Furthering complex evolution

Living systems naturally become more complex through encounters with external complexity. The system's current inability to be receptive and/or responsive to inputs from outside triggers adaptation or assimilation processes. Feedback from the 'failed encounter" provokes added considerations, alternatives and routines. External complexity begets internal complexity.

Mechanisms cannot become more complex. Automated systems cannot change their own rules, learn from feedback or adapt to unfamiliar inputs. Mechanisms can only play by their rules and reliably do what they always do. They succeed in the ways they previously succeeded. Like the boy with a hammer in his hand, everything looks like the head of nail. Mechanisms do their thing when it's called for according to it's own rules which overrules any indicators of variety, change or added complexity.

Humans and human systems are hybrids between living systems and mechanisms. When these hybrids function like living systems, we label them open, permeable, responsive, adaptive, learning and complex systems. When they function as mechanisms, we label them as closed, defensive, unresponsive, dysfunctional, stuck and overly simplistic systems. In order to function as a living system, these hybrids need to be curious in a place where it's safe to make mistakes. This contrasts with situations where mistakes are fatal or extremely costly because survival or a zero-sum success is at stake.

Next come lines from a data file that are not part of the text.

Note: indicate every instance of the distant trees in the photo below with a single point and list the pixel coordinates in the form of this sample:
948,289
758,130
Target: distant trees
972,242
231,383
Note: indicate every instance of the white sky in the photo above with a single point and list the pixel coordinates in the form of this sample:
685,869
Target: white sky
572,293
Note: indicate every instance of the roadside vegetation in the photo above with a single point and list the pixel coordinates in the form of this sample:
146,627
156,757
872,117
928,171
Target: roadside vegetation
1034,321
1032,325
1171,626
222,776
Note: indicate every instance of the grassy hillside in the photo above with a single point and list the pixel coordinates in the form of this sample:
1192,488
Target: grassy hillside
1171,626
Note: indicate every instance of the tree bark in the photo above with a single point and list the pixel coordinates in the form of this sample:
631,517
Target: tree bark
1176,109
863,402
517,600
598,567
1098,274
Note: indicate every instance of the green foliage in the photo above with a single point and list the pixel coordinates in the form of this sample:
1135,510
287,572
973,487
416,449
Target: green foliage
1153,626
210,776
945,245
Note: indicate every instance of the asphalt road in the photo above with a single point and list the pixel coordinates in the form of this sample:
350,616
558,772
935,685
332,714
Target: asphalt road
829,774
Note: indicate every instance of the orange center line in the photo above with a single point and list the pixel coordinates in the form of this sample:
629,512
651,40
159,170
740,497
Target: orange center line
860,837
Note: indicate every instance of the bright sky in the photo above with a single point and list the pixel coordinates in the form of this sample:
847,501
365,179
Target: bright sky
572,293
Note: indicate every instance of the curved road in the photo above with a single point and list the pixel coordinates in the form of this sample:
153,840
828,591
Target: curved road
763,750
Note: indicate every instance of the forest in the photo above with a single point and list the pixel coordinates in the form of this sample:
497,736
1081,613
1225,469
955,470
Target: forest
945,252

We can further the evolution of the human hybrids by any of the following strategies, among others:
  • Giving permission to make mistakes, learn from errors without test anxiety and debug the current understanding by seeing where it messes up.
  • Giving protection from devastating failures through social safety nets, "retests for full credit", and "game over play again?" frames
  • Giving acknowledgment of current intentions, constraints, and obligations which open closed minds and lower defenses
  • Giving expectations to become more responsive, better adapted and more complex in response to the external complexity
When we give like this, we get back in return. We launch a cycle which nurtures further complexity. We reverse the cycle that withholds these gifts until the system performs correctly. We undo the relentless production of anxiety, defensive rationalizations and fear of making mistakes. We give the treatment we'd like to receive when aspiring to become more complex.